画像生成 AI で知られる Midjourney が、2026年6月17日に医療分野への参入を発表しました。CEO の David Holz 氏が新たに立ち上げた「Midjourney Medical」が手がけるのは、全身を超音波で立体的に可視化する「Midjourney Scanner」です。
テキストから画像を生成する AI ツールで成長してきた同社が、なぜ医療機器に進出するのか。Holz 氏はその理由について、「十分な早期スクリーニングが行われれば、世界の死亡の30%、医療費の50%を減らせる可能性がある」と説明しています。
スキャナーの仕組みは比較的シンプルです。利用者は浅いプールに入り、体の周囲を移動するセンサーリングが超音波を照射します。放射線や強力な磁場は使わず、水と音波だけで全身を撮影し、約60秒でミリメートル以下の精度を持つ3D画像を生成することを目指しています。処理するデータ量は毎秒17GBに達するとされ、技術規模の大きさがうかがえます。

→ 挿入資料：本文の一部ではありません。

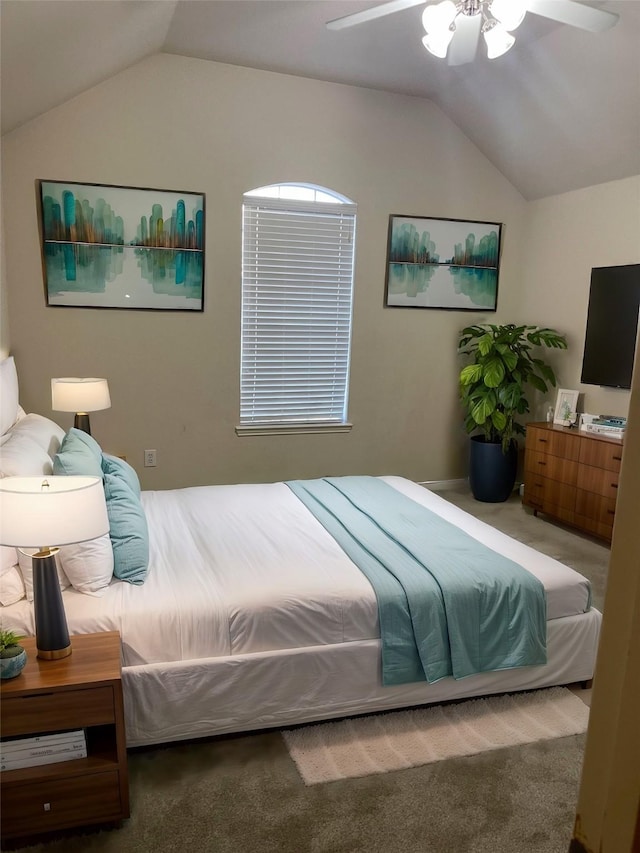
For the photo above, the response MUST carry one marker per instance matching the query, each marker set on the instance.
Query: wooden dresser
(572, 476)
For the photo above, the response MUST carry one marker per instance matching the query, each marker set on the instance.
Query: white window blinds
(297, 286)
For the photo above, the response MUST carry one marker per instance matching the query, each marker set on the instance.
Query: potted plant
(12, 656)
(493, 390)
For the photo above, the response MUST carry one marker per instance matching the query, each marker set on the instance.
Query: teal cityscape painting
(121, 247)
(442, 263)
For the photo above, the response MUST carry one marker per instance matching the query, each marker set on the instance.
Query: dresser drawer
(598, 480)
(542, 491)
(77, 800)
(601, 454)
(65, 709)
(564, 445)
(551, 467)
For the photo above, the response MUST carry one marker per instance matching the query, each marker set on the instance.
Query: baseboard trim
(443, 484)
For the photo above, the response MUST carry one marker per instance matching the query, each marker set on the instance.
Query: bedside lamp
(71, 394)
(54, 510)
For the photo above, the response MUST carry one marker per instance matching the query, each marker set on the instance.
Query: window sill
(291, 429)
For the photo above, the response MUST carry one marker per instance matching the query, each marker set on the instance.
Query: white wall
(191, 125)
(565, 236)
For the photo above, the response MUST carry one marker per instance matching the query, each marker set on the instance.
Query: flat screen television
(612, 326)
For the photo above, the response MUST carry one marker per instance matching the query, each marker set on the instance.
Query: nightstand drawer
(563, 445)
(553, 467)
(43, 806)
(65, 709)
(540, 491)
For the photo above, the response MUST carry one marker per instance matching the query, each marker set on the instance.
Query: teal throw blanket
(448, 605)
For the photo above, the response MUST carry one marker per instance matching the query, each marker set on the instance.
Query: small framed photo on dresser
(566, 407)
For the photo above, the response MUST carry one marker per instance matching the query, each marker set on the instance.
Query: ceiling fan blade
(569, 12)
(464, 45)
(372, 14)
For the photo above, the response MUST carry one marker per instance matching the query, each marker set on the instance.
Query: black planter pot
(492, 473)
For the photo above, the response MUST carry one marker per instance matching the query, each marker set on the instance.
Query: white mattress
(244, 569)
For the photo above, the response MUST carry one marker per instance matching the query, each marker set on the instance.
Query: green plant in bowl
(13, 657)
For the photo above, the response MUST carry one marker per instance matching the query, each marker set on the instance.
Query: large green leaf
(485, 344)
(493, 371)
(471, 373)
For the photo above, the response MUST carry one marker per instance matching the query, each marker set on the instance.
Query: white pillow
(8, 558)
(8, 394)
(88, 565)
(46, 434)
(26, 568)
(11, 586)
(21, 456)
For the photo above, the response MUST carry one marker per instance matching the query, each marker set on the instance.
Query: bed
(251, 615)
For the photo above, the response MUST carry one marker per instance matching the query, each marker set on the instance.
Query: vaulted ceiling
(559, 111)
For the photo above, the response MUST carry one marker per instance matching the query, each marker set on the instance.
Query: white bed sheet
(246, 569)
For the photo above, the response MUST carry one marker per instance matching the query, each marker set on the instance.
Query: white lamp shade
(498, 41)
(37, 512)
(72, 394)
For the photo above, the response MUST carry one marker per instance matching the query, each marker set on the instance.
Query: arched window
(297, 292)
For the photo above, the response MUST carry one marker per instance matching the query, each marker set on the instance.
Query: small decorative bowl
(10, 667)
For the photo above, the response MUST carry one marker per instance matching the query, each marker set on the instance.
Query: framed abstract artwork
(566, 405)
(108, 246)
(442, 263)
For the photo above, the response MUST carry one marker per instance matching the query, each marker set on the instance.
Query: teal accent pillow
(80, 455)
(128, 530)
(121, 469)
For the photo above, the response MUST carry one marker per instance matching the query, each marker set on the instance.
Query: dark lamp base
(81, 421)
(52, 634)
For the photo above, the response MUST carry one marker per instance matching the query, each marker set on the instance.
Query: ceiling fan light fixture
(498, 40)
(509, 13)
(438, 43)
(437, 18)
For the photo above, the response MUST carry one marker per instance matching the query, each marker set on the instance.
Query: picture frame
(438, 263)
(565, 412)
(110, 246)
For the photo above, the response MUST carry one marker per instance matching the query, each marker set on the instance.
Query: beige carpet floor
(244, 794)
(380, 743)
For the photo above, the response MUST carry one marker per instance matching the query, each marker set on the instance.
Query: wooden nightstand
(83, 690)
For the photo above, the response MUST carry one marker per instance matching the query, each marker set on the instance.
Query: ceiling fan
(494, 19)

この技術の土台となっているのが、超音波デバイスメーカー Butterfly Network との提携です。Midjourney は2025年11月に同社と独占ライセンス契約を結び、一時金1,500万ドル(約 24億円)、さらに年間1,000万ドル(約 16億円)のライセンス料を支払う条件となっています。Butterfly Network 側は、5年間で最大7,400万ドル(約118.4億円)の収入を見込んでおり、この発表を受けて同社の株価は約31%上昇しました。

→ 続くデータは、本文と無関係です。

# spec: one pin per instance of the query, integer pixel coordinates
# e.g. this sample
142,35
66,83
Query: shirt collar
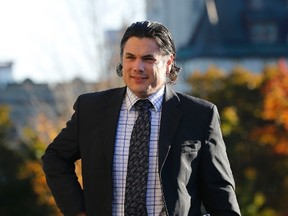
156,99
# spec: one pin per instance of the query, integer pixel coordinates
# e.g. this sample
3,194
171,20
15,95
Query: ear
169,63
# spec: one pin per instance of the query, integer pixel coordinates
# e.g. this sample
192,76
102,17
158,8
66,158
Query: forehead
135,45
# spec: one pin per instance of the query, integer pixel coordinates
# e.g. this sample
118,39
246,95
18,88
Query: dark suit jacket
193,164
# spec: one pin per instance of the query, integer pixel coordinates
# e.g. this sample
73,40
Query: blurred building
29,101
5,73
250,33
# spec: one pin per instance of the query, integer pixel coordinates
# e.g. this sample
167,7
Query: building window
263,32
255,4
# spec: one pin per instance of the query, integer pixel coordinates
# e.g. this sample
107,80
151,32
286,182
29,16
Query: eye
149,59
130,57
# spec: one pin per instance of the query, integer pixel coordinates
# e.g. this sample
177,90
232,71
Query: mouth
138,78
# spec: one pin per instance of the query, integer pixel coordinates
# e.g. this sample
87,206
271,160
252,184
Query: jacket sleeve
217,182
58,165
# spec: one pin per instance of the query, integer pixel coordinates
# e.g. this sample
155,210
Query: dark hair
160,33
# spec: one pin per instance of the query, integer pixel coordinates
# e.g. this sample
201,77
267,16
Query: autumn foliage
254,120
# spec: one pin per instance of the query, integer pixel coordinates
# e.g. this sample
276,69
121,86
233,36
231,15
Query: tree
247,107
17,195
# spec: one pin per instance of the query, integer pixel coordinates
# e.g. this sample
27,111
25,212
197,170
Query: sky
58,40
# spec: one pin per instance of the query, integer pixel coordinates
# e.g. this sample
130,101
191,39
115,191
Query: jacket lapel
169,123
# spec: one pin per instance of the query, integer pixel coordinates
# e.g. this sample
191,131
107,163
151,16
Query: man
187,162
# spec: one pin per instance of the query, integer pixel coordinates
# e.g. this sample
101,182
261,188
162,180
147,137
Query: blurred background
233,53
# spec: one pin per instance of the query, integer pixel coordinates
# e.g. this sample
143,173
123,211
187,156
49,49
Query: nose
138,65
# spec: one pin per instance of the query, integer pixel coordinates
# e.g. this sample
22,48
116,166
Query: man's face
144,67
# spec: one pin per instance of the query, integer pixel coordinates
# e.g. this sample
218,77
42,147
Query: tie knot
142,105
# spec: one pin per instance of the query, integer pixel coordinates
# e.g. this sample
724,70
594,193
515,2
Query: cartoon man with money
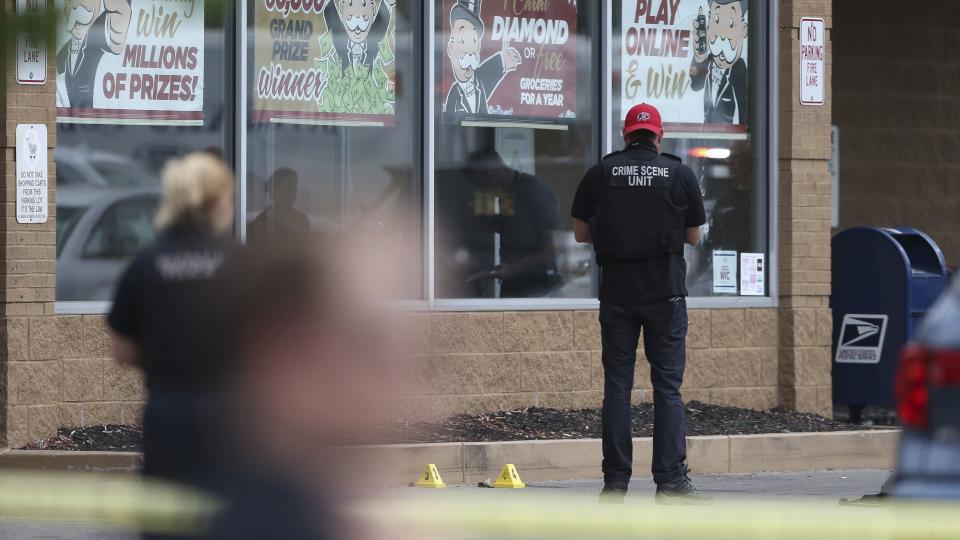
96,27
474,81
718,66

Midjourney が普及モデルとして描いているのは、スキャナーを備えたスパ施設です。2027年にはサンフランシスコのユニオンスクエアに第1号店「Midjourney Spa」を開業する予定で、約2,320㎡の空間にスキャナー約10台のほか、サウナやコールドプランジも設置する計画です。

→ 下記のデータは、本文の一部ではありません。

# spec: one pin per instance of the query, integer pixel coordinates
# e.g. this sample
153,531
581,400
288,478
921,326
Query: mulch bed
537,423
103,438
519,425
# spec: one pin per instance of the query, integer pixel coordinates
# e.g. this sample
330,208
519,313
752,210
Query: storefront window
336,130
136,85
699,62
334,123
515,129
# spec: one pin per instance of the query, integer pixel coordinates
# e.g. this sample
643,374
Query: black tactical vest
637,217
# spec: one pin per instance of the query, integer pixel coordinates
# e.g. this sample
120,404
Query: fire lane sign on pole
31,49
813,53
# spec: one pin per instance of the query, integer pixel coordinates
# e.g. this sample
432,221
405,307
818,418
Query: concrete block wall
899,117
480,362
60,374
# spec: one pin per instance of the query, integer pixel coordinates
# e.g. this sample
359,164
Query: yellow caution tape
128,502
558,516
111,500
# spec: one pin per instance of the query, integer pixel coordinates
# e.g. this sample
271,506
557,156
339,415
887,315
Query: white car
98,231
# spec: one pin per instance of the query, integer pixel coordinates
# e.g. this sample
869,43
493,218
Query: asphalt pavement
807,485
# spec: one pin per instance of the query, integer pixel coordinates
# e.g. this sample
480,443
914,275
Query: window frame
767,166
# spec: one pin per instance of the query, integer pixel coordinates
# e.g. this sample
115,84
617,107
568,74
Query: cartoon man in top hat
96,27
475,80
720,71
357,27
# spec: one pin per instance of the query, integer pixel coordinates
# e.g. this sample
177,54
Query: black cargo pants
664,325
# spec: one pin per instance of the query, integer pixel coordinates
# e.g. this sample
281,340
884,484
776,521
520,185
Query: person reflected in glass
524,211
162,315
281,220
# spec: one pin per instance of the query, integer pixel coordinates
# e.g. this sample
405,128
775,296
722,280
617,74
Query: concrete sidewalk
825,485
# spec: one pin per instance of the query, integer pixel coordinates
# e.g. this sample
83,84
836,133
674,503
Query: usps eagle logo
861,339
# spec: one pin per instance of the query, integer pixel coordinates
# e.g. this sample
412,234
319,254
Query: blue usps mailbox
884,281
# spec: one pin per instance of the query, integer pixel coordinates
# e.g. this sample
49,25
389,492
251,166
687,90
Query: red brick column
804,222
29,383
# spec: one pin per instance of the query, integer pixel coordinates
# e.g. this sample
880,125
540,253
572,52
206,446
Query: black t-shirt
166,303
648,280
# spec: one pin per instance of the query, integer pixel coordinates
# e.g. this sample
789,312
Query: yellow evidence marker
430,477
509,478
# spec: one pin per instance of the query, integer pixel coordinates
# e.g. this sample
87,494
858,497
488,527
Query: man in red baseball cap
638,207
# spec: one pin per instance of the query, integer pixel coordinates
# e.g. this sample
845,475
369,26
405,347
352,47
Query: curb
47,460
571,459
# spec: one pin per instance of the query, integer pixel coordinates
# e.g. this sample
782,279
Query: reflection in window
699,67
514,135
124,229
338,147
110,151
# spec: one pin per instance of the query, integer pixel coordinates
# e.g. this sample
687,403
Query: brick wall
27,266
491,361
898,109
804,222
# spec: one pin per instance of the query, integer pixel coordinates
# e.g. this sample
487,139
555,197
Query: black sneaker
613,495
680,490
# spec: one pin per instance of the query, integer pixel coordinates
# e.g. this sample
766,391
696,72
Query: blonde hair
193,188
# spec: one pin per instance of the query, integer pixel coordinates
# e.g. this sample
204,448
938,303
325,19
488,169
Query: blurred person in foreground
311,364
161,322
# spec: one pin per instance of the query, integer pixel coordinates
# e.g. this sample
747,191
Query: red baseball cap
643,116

特徴的なのは、これを従来の健康診断としてではなく、「リラクゼーションのついでに健康データが得られる体験」として設計している点です。将来的には、6年以内に世界で5万台を展開し、月間10億件のスキャンを目指すとしています。
一方で、現時点では大きな課題も残っています。FDA の医療機器認可はまだ取得しておらず、スキャンを体験した人数も約12名に限られています。さらに、実際のスキャン時間は目標の60秒ではなく、現状では約20分かかるとされています。
放射線科医からは、臨床的な裏付けが不十分だという批判も出ています。同社が示している性能数値も、現段階では自社試算にとどまっており、第三者による検証はまだ行われていません。
画像生成 AI で築いたブランド力と資金力を武器に、Midjourney は医療分野というまったく異なる領域に踏み出しました。しかし、医療機器として普及するには、規制対応、臨床的な有効性、安全性の証明という高い壁を越える必要があります。その真価が問われるのは、まさにこれからです。